El primer '¡Hola Mundo!' en C. El principio de una era.
En 1978, Brian Kernighan escribe el primer programa 'Hello, World!' en el lenguaje C, un hito que democratizó la programación.
El 11 de julio de 1978, en los laboratorios Bell, Brian Kernighan tecleó un simple "Hello, World!" en el recién nacido lenguaje C. Podría parecer un gesto insignificante, pero fue la chispa que encendió la hoguera de la programación moderna. Antes de C, crear software era un arte esotérico reservado para unos pocos elegidos. Kernighan, junto a Dennis Ritchie, destiló la potencia de los lenguajes de bajo nivel con la elegancia de los de alto nivel, creando una herramienta tan versátil que impulsó desde sistemas operativos como Unix hasta los cimientos de Internet.

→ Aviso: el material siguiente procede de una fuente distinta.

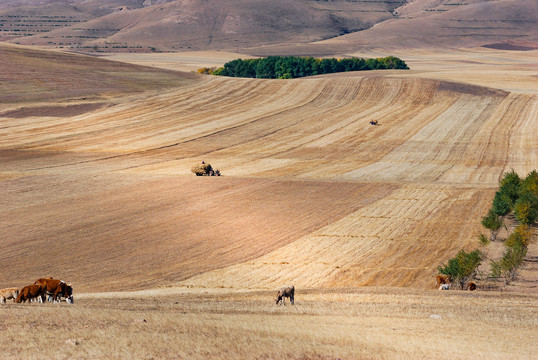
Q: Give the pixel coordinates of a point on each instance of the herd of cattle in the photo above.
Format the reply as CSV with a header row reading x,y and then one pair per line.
x,y
443,283
56,289
42,288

Este humilde saludo, replicado millones de veces desde entonces, se convirtió en el rito de iniciación para todo programador. Es la primera caricia a la máquina, la confirmación de que hemos logrado comunicarnos con el silicio, de que hemos dado el primer paso para moldear la realidad digital. Sin ese '¡Hola, Mundo!', muchas de las maravillas tecnológicas que hoy damos por sentadas simplemente no existirían.

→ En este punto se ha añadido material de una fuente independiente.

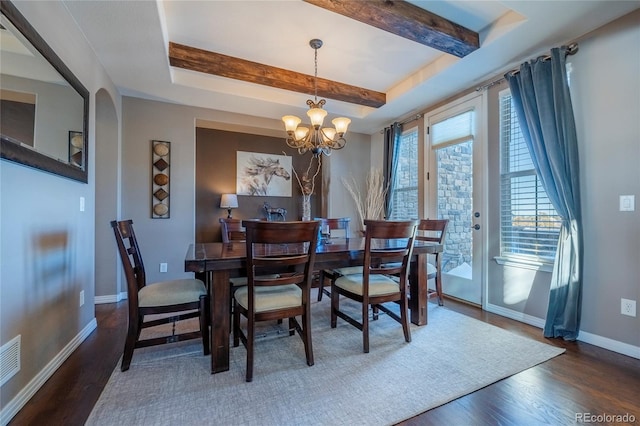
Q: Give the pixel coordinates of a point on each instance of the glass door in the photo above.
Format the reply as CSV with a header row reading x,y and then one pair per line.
x,y
456,192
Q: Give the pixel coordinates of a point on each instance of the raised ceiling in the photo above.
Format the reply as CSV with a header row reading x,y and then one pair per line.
x,y
132,41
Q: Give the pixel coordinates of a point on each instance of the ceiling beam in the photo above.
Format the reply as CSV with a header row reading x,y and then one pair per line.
x,y
408,21
194,59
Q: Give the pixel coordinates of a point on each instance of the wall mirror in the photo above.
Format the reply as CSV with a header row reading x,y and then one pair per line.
x,y
44,108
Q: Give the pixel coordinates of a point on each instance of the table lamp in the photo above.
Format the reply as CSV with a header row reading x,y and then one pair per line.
x,y
229,201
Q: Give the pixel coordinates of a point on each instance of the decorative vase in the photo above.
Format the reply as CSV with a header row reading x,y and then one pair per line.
x,y
306,206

La genialidad de C radicó en su portabilidad y eficiencia. Permitió a los programadores hablar un lenguaje más cercano a la máquina sin perder la abstracción necesaria para proyectos complejos. Esto no solo aceleró el desarrollo de software, sino que también lo hizo más accesible. La ironía es que, un mensaje tan básico como un saludo, sentó las bases para la complejidad abrumadora de nuestro mundo digital interconectado.
Puente Pop
Silicon Valley (serie) (2014)
La serie, aunque centrada en el desarrollo de aplicaciones, captura la esencia de la innovación y los pequeños 'hitos' que cambian la industria, similar al impacto del 'Hello, World!' en C.